Cherry Creek Restoration

Over the last 15 years, Muller has worked on many projects along Cherry Creek in the Denver area. Work began with a series of studies including:

  • Cherry Creek Basin Open Space Conservation and Stewardship Plan for the Trust for Public Lands.
  • Cherry Creek Watershed Plan for the Cherry Creek Basin Water Quality Authority (CCBWQA).
  • Cherry Creek Corridor Restoration Study for the Town of Parker.

These studies discussed the importance that stream restoration has on water quality protection and wildlife habitat and made a strong case for mitigating degradation in Cherry Creek to restore the healthy functions of the corridor.

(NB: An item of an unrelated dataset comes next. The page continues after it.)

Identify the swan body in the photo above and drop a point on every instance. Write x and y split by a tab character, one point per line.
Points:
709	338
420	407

Muller has further developed the approaches recommended in these three studies during the design and construction of eight stream rehabilitation projects along upper Cherry Creek, shown in the figure and described on the next page.

  • Cherry Creek d/s of Arapahoe Road (1)
    Length: 5,000’
  • Arapahoe Road Bridge and Cherry Creek Restoration Project (2)
    Length: 2,000’
  • Cherry Creek at Eco Park (3)
    Length: 4,900’
  • Cherry Creek at 17-Mile House Project (4)
    Length: 2,500’ 
    This project won the Grand Award for Engineering Excellence from the Colorado Association of Stormwater and Floodplain Managers
  • Pine Lane Bridge and Cherry Creek Restoration Project (5)
    Length: 1,200’
    This project won the APWA Project of the Year Award – Utility, Drainage and Environmental for Medium Communities Category.
  • Cherry Creek at Main Street Restoration Project (6)
    Length: 5,000’
  • Hess Road Bridge and Cherry Creek Restoration Project (7)
    Length: 2,500’
  • Cherry Creek at Stroh Ranch Restoration Project (8)
    Length: 5,000’

All of these projects have taken a holistic approach to heal the degraded creek corridor, not only stabilizing the channel, but restoring the natural hydrology, water quality benefits, and habitat value of the corridor. The projects have used riffle drops and other grade control structures to raise and re-establish the baseflow water surface close to the adjacent vegetated benches of the primary channel, keeping the water table high to help sustain riparian vegetation, promoting wide, shallow flow conditions during high flow events, and keeping velocities low and infiltration into the sandy alluvium high. Historic secondary channels have been re-established, tributary channels have been enhanced, water quality detention has been provided to treat inflowing runoff, banks have been protected using bioengineering approaches, and trail connections and crossings have been created.